The Lab Chronicles - Day 4, My New Morning Routine, Return of the Piranhas and Perceived Failure Turn Into Success!

in #steemstem4 years ago

I started continuing my work on a project that may result in new filters to rid our water of estrogenic compounds. I will try to report every day about work that I have done in the lab. With this I am hoping to get people a better understanding of what being a laboratory scientist looks like.

The science of today, is the technology of tomorrow.
-Edward Teller

My New Morning Routine

I usually start my day with a cup of coffee, a nice shower, breakfast and the brushing my teeth. I like taking it easy in the mornings, which is why I get up around 6 am, so I can enjoy the sun coming up.


The last few days I added casually handling liquid nitrogen. I know I am talking a lot about liquid nitrogen, but it is just really cool stuff to observe. I will move on from my new obsession, my apologies.

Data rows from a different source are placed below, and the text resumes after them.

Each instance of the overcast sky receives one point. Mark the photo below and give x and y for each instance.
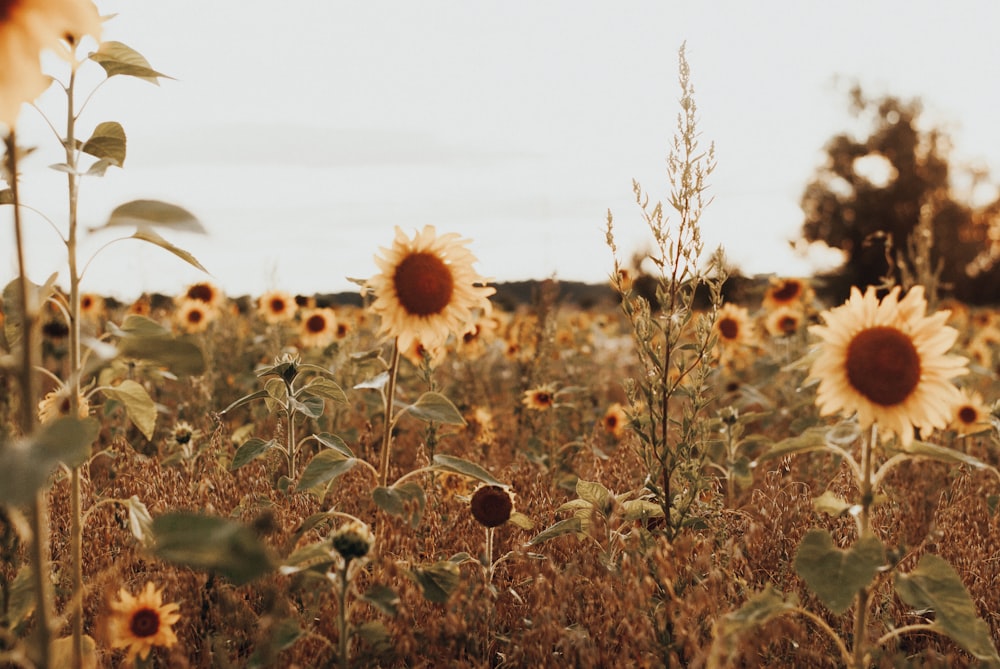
(301, 132)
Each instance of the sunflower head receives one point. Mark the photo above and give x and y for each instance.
(888, 362)
(140, 623)
(427, 288)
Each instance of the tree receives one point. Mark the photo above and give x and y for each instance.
(871, 195)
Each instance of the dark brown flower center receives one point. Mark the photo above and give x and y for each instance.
(883, 365)
(729, 328)
(145, 623)
(491, 506)
(424, 284)
(315, 324)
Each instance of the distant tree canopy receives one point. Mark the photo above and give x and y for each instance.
(869, 197)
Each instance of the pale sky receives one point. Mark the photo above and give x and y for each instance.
(301, 133)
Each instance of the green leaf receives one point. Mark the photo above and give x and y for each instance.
(837, 575)
(250, 450)
(334, 442)
(145, 214)
(148, 235)
(563, 527)
(25, 465)
(117, 58)
(211, 544)
(394, 500)
(437, 581)
(383, 598)
(450, 463)
(325, 466)
(935, 585)
(435, 407)
(139, 521)
(107, 143)
(139, 405)
(756, 611)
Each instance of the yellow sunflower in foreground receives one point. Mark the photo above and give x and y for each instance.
(888, 362)
(27, 27)
(427, 288)
(139, 623)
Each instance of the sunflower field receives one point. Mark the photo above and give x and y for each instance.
(428, 473)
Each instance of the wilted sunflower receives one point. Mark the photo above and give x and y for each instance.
(194, 316)
(971, 414)
(276, 306)
(540, 398)
(317, 328)
(140, 623)
(27, 27)
(427, 288)
(887, 361)
(56, 404)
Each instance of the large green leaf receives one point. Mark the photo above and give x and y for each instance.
(836, 575)
(435, 407)
(107, 143)
(25, 466)
(756, 611)
(455, 465)
(325, 466)
(145, 214)
(935, 585)
(139, 405)
(213, 544)
(119, 59)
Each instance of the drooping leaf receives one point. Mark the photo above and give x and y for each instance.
(145, 214)
(437, 581)
(213, 544)
(250, 450)
(148, 235)
(935, 585)
(107, 143)
(25, 465)
(325, 466)
(756, 611)
(568, 526)
(138, 404)
(117, 58)
(393, 500)
(456, 465)
(435, 407)
(836, 575)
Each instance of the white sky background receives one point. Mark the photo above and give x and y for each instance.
(301, 133)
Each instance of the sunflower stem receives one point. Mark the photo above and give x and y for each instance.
(39, 551)
(390, 394)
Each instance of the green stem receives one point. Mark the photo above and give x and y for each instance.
(39, 551)
(390, 394)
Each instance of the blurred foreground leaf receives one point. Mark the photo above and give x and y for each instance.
(212, 544)
(935, 585)
(837, 575)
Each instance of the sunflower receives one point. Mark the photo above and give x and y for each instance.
(56, 404)
(733, 326)
(887, 361)
(194, 316)
(427, 288)
(971, 414)
(27, 27)
(787, 292)
(317, 328)
(139, 623)
(540, 398)
(276, 306)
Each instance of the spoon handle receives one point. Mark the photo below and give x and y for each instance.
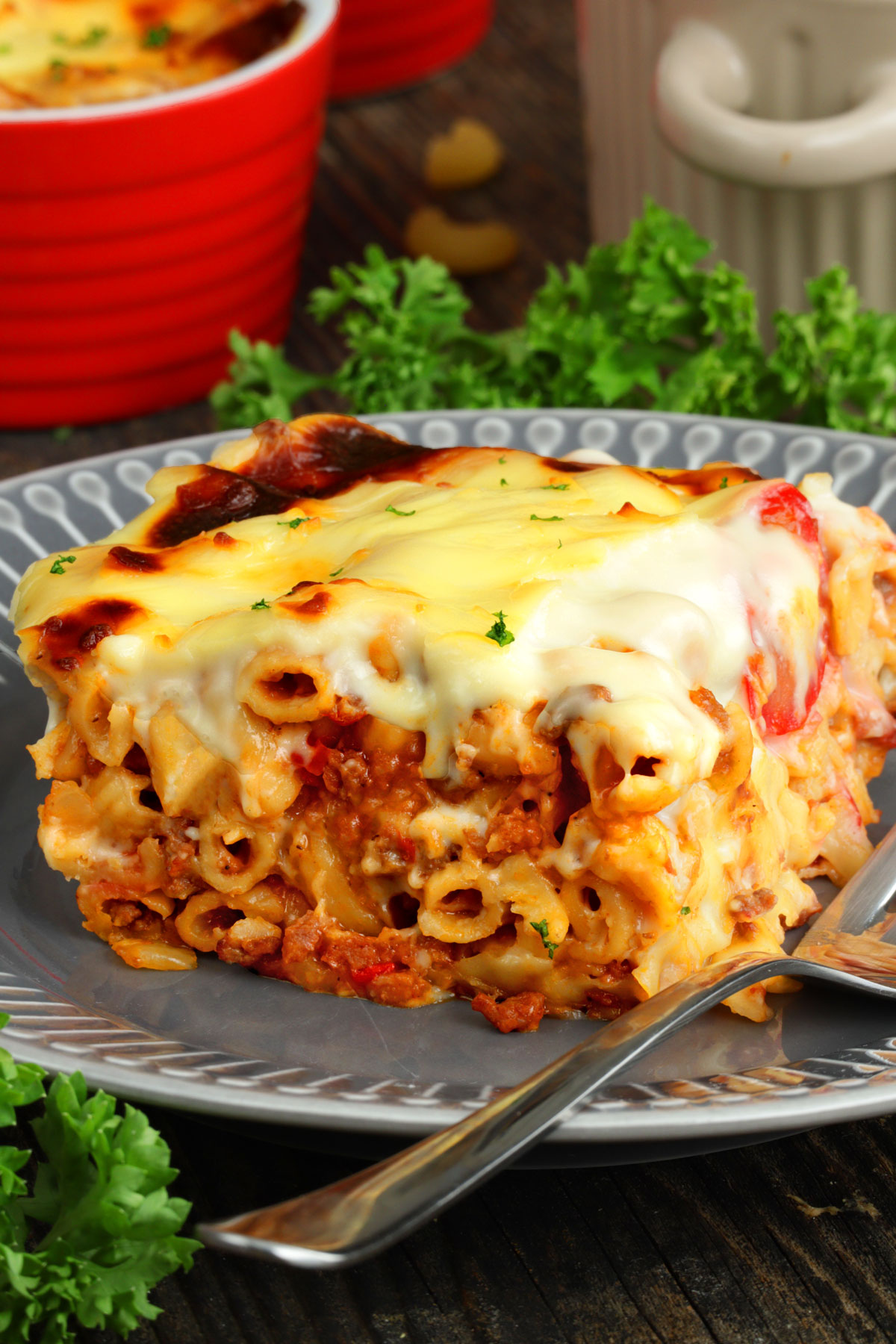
(358, 1216)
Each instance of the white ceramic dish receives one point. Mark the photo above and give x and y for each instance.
(231, 1045)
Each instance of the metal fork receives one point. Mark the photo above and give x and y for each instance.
(361, 1216)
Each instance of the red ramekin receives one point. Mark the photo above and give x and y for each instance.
(134, 235)
(385, 45)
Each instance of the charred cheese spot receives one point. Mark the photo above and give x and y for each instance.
(66, 638)
(213, 500)
(136, 562)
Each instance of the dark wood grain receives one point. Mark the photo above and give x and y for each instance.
(688, 1251)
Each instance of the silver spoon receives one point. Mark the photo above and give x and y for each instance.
(361, 1216)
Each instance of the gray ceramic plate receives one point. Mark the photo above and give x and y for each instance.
(228, 1043)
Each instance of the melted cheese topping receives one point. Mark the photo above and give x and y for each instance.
(606, 578)
(63, 53)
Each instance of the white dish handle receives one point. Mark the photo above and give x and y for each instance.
(702, 85)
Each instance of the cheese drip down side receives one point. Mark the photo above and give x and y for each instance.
(605, 577)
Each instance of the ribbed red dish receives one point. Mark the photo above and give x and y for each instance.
(385, 45)
(134, 235)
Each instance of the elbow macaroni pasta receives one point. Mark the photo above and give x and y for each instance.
(355, 786)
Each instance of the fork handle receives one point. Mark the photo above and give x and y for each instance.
(366, 1213)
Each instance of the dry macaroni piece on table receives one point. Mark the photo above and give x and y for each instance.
(403, 725)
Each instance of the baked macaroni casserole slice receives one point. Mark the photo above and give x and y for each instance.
(72, 53)
(403, 725)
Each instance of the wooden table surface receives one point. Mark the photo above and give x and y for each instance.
(707, 1249)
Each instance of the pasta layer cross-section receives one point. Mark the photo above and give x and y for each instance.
(403, 725)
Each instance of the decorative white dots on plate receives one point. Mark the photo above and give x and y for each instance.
(47, 500)
(849, 463)
(93, 490)
(440, 433)
(801, 455)
(134, 473)
(391, 428)
(494, 432)
(180, 457)
(700, 444)
(887, 484)
(544, 435)
(753, 447)
(600, 432)
(649, 438)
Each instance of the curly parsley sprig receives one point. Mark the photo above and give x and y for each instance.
(499, 631)
(100, 1229)
(641, 323)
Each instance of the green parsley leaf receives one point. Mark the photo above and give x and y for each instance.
(647, 323)
(499, 631)
(92, 38)
(158, 37)
(541, 927)
(100, 1229)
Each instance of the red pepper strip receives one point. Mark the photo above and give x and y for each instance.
(366, 974)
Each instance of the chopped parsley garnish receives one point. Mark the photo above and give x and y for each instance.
(158, 37)
(499, 631)
(92, 38)
(541, 927)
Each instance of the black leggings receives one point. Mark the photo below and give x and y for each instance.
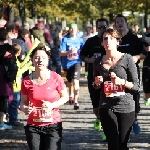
(117, 128)
(44, 137)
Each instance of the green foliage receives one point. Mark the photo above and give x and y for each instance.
(84, 9)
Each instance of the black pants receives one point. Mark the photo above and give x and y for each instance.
(44, 137)
(117, 128)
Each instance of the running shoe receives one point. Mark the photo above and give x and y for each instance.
(70, 100)
(147, 101)
(136, 127)
(97, 125)
(4, 126)
(76, 106)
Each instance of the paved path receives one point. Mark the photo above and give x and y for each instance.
(78, 133)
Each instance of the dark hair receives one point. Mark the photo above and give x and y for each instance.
(120, 15)
(16, 48)
(100, 20)
(3, 34)
(40, 47)
(10, 26)
(114, 33)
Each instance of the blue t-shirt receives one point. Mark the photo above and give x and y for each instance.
(73, 58)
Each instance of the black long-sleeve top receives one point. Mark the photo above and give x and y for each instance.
(125, 69)
(91, 47)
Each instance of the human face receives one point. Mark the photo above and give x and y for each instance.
(40, 60)
(109, 43)
(101, 27)
(120, 24)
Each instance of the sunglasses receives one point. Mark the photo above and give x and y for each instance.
(101, 27)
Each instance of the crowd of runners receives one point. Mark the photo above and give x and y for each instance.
(44, 53)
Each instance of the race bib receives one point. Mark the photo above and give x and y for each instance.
(96, 55)
(112, 90)
(73, 56)
(41, 115)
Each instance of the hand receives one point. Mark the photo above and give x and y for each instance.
(7, 54)
(89, 60)
(98, 80)
(47, 105)
(135, 58)
(27, 109)
(116, 80)
(73, 50)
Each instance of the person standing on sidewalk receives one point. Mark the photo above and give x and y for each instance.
(70, 49)
(42, 93)
(116, 74)
(6, 88)
(87, 35)
(92, 49)
(132, 45)
(146, 70)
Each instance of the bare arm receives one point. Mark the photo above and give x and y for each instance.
(24, 104)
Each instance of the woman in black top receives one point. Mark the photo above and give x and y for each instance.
(116, 73)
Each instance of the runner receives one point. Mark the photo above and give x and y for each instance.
(92, 49)
(132, 45)
(42, 92)
(146, 70)
(70, 49)
(116, 73)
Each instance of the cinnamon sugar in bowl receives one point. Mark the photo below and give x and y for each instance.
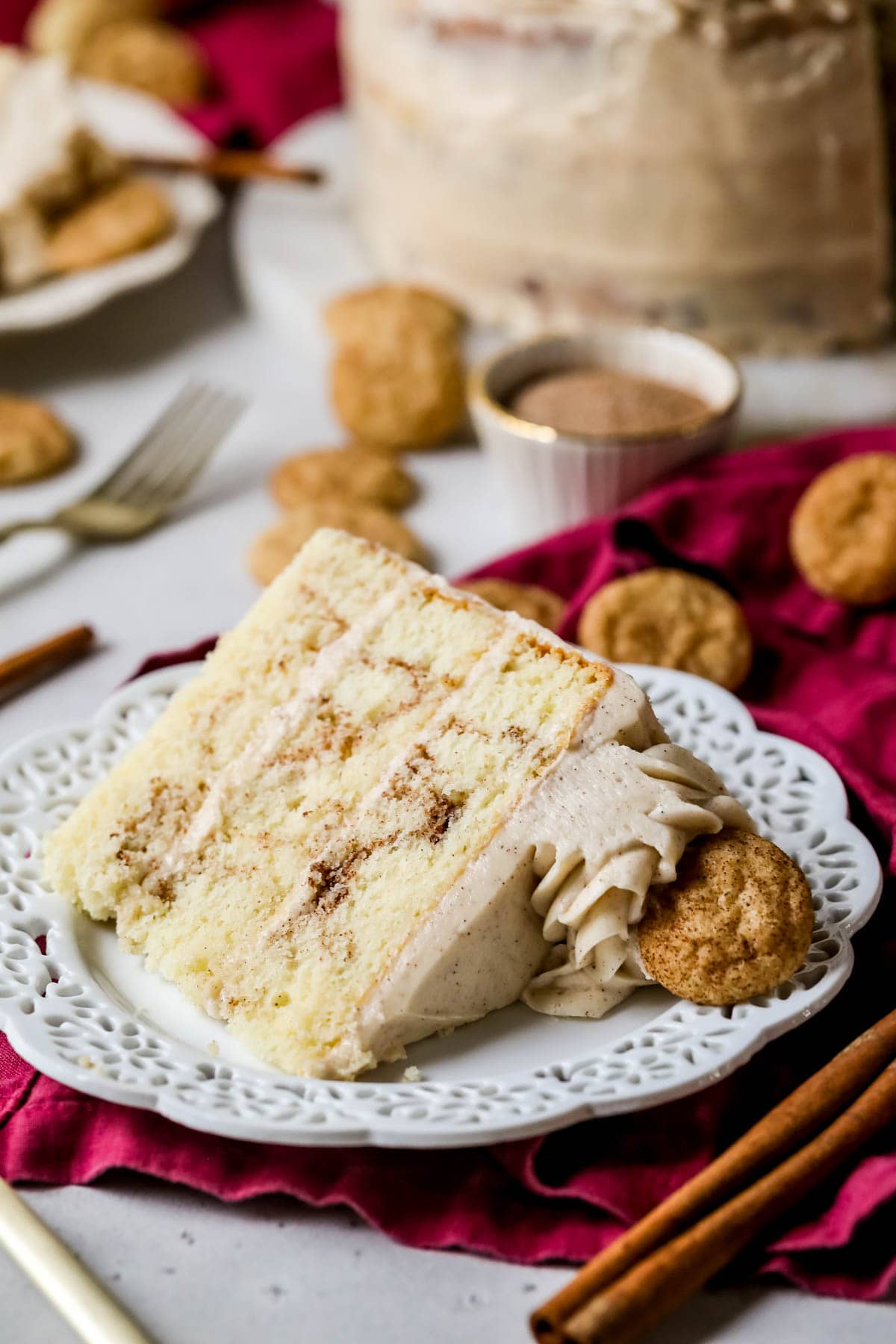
(578, 425)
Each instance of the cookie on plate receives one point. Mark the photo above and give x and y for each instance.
(33, 441)
(396, 379)
(65, 26)
(274, 549)
(155, 58)
(673, 620)
(124, 220)
(528, 600)
(346, 473)
(351, 317)
(735, 922)
(842, 532)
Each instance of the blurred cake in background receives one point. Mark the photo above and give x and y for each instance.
(716, 166)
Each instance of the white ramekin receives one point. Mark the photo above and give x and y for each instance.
(556, 480)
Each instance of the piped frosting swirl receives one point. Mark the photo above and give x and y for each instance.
(591, 900)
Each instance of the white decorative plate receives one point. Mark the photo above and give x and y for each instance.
(129, 122)
(92, 1016)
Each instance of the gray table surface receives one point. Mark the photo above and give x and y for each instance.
(190, 1268)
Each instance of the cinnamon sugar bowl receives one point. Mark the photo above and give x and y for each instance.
(578, 425)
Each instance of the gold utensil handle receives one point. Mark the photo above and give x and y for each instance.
(63, 1281)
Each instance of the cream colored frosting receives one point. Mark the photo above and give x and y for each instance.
(563, 882)
(511, 156)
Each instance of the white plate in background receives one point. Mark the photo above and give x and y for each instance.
(129, 122)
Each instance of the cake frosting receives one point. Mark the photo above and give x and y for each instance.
(709, 164)
(385, 809)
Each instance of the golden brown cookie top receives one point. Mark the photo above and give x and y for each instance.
(735, 922)
(33, 441)
(673, 620)
(124, 220)
(842, 532)
(399, 396)
(346, 473)
(155, 58)
(396, 378)
(274, 549)
(386, 311)
(535, 604)
(66, 25)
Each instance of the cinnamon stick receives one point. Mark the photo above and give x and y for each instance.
(233, 166)
(25, 667)
(781, 1132)
(642, 1297)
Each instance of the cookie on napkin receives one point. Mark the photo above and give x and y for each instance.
(842, 532)
(672, 620)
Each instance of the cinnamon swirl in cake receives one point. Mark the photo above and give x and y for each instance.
(383, 809)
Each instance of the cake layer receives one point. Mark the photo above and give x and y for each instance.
(594, 161)
(308, 800)
(379, 812)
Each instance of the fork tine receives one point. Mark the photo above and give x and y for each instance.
(166, 449)
(167, 487)
(148, 445)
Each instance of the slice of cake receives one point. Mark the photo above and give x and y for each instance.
(383, 809)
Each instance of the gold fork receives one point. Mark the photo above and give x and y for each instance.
(143, 490)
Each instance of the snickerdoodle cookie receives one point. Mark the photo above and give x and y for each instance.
(735, 922)
(672, 620)
(354, 316)
(396, 378)
(842, 532)
(274, 549)
(33, 441)
(535, 604)
(65, 26)
(124, 220)
(155, 58)
(346, 473)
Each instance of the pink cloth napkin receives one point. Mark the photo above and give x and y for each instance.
(822, 675)
(272, 62)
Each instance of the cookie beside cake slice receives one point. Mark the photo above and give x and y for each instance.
(385, 809)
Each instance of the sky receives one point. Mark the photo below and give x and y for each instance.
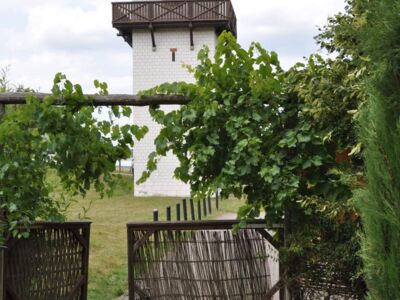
(42, 37)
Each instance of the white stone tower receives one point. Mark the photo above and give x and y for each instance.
(164, 35)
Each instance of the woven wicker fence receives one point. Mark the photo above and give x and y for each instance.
(52, 264)
(198, 260)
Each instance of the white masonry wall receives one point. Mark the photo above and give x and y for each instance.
(151, 68)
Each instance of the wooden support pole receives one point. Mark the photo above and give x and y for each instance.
(192, 209)
(101, 100)
(184, 209)
(155, 215)
(168, 213)
(199, 210)
(178, 212)
(2, 261)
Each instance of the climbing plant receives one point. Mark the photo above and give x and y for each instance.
(40, 136)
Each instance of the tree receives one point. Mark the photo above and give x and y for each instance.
(40, 136)
(379, 202)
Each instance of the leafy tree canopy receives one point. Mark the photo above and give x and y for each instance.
(40, 136)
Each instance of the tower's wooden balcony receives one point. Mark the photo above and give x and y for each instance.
(172, 13)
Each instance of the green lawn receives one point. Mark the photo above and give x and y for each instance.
(108, 276)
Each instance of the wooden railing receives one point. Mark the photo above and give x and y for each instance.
(200, 260)
(52, 263)
(139, 14)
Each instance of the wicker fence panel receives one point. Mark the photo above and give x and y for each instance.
(52, 264)
(196, 260)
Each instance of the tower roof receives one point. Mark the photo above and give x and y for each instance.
(131, 15)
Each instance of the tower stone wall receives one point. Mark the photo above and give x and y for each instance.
(152, 67)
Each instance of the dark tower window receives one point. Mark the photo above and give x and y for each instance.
(173, 51)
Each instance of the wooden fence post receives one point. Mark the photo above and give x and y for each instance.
(2, 262)
(178, 212)
(168, 213)
(192, 209)
(155, 215)
(184, 208)
(199, 210)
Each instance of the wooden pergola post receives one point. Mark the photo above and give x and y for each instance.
(2, 291)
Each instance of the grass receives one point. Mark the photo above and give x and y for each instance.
(108, 275)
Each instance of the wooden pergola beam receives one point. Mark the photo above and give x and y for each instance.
(102, 100)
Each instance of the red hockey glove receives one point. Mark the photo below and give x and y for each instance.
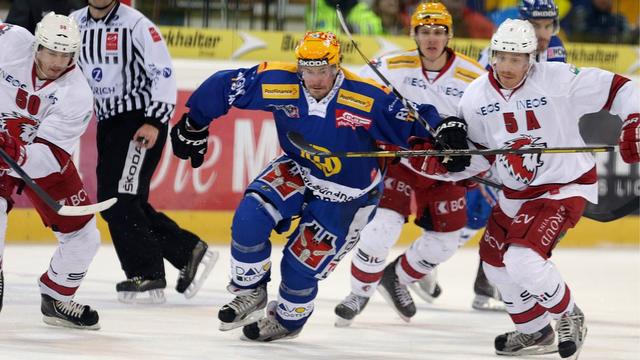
(430, 165)
(13, 148)
(630, 139)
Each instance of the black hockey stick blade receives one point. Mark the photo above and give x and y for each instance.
(64, 210)
(626, 209)
(299, 142)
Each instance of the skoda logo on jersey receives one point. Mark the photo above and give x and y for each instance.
(96, 74)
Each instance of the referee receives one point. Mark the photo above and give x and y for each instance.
(128, 67)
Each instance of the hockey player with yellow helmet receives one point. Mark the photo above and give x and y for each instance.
(334, 109)
(432, 73)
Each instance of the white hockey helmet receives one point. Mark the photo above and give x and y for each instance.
(516, 36)
(58, 33)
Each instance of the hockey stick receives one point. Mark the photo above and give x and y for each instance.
(64, 210)
(623, 211)
(299, 142)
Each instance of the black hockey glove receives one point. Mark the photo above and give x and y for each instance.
(452, 134)
(188, 142)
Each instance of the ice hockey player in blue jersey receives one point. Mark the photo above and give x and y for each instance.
(333, 198)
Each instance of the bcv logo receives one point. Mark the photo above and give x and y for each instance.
(96, 74)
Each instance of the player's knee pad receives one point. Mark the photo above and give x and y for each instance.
(379, 235)
(295, 297)
(434, 247)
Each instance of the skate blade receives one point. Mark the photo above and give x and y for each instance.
(208, 262)
(154, 297)
(577, 353)
(421, 293)
(486, 303)
(387, 297)
(342, 322)
(54, 321)
(251, 318)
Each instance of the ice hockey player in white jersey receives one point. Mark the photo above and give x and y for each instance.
(521, 104)
(432, 73)
(46, 105)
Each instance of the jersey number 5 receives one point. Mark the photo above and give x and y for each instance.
(511, 124)
(29, 102)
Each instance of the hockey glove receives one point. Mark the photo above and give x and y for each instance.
(13, 148)
(630, 139)
(430, 165)
(189, 142)
(452, 134)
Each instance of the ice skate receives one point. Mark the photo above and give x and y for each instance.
(68, 314)
(246, 308)
(571, 333)
(347, 310)
(201, 258)
(515, 343)
(138, 290)
(427, 288)
(396, 294)
(487, 297)
(268, 328)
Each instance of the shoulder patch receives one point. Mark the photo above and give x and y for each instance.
(353, 77)
(355, 100)
(464, 74)
(276, 65)
(280, 91)
(403, 61)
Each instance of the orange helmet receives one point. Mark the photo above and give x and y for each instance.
(431, 13)
(318, 48)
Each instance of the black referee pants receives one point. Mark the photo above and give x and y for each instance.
(142, 236)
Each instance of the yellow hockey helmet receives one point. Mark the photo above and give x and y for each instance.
(318, 48)
(431, 13)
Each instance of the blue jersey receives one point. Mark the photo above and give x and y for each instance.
(352, 117)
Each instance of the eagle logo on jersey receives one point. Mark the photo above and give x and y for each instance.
(522, 167)
(19, 126)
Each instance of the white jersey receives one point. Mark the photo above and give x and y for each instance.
(55, 112)
(442, 89)
(543, 112)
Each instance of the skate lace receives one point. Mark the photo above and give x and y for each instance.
(354, 302)
(243, 302)
(70, 308)
(567, 327)
(402, 294)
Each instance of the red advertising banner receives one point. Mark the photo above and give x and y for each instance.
(241, 143)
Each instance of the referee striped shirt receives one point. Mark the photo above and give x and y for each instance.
(127, 65)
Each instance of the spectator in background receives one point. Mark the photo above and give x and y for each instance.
(359, 16)
(390, 14)
(596, 22)
(469, 24)
(27, 13)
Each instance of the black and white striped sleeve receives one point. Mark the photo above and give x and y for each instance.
(159, 69)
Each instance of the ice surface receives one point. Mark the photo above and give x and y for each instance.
(606, 283)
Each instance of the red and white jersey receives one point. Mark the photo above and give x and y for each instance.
(543, 112)
(56, 112)
(441, 89)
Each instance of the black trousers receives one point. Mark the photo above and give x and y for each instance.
(142, 236)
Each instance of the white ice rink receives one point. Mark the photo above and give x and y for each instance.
(606, 283)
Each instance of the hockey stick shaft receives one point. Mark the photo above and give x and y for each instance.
(48, 200)
(298, 141)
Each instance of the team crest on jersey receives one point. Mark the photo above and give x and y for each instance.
(522, 167)
(313, 245)
(347, 119)
(19, 126)
(284, 179)
(291, 111)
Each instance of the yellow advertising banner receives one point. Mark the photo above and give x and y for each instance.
(278, 46)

Why Science Can Never Stop Developing

This is a very big statement, and my example appears pretty small, however, it demonstrates the need for constant development in the sciences. During the fall semester, I have done the same experiment as I am doing now. The only difference is that we used external reflection IR spectroscopy rather than grazing angle ATR (GATR) IR spectroscopy. My observations are significant. This picture shows a comparison of the MUAM external reflection IR absorbance spectrum we took a month ago (red), against the ATR IR absorbance spectrum we took today (blue).
Both spectra were taken with a four wavenumber resolution (so not very high). For both I took a background blank reading in order to correct for any water vapor or carbon dioxide.
The two peaks represent a carbon-carbon stretch (do not quote me on this). As you can see, there is a peak (or "arm") present in the blue spectrum (where the cursor is located). That is a problem because that would indicate the presence of a stretch characteristic of methyl, which we should not see. We are assuming this is due to the fact that this layer was formed last week, and we did not take good care of it because we were unable to see any indication that we formed the layer on our gold substrate. What is good, is that we have a higher intensity in the blue spectrum (GATR), versus the red spectrum (external reflection). The red spectrum is actually multiplied by a factor of 50, which shows us that we figured out the right configuration to use our new accessory. My supervisor was actually so excited about this that he went and shared this spectrum with the patent holder of the GATR technology right away.
However, while this shows promise, this spectrum is far from perfect. We cannot understand the initial increase in the higher wavenumber region and we miss a few absorbance peaks to fully verify the presence of our SAM. Another issue is that we had a lower signal to noise ratio with higher resolution. We are confident that this is due to the relatively long storage our samples endured. Thus we decided to go and get a new batch of substrates.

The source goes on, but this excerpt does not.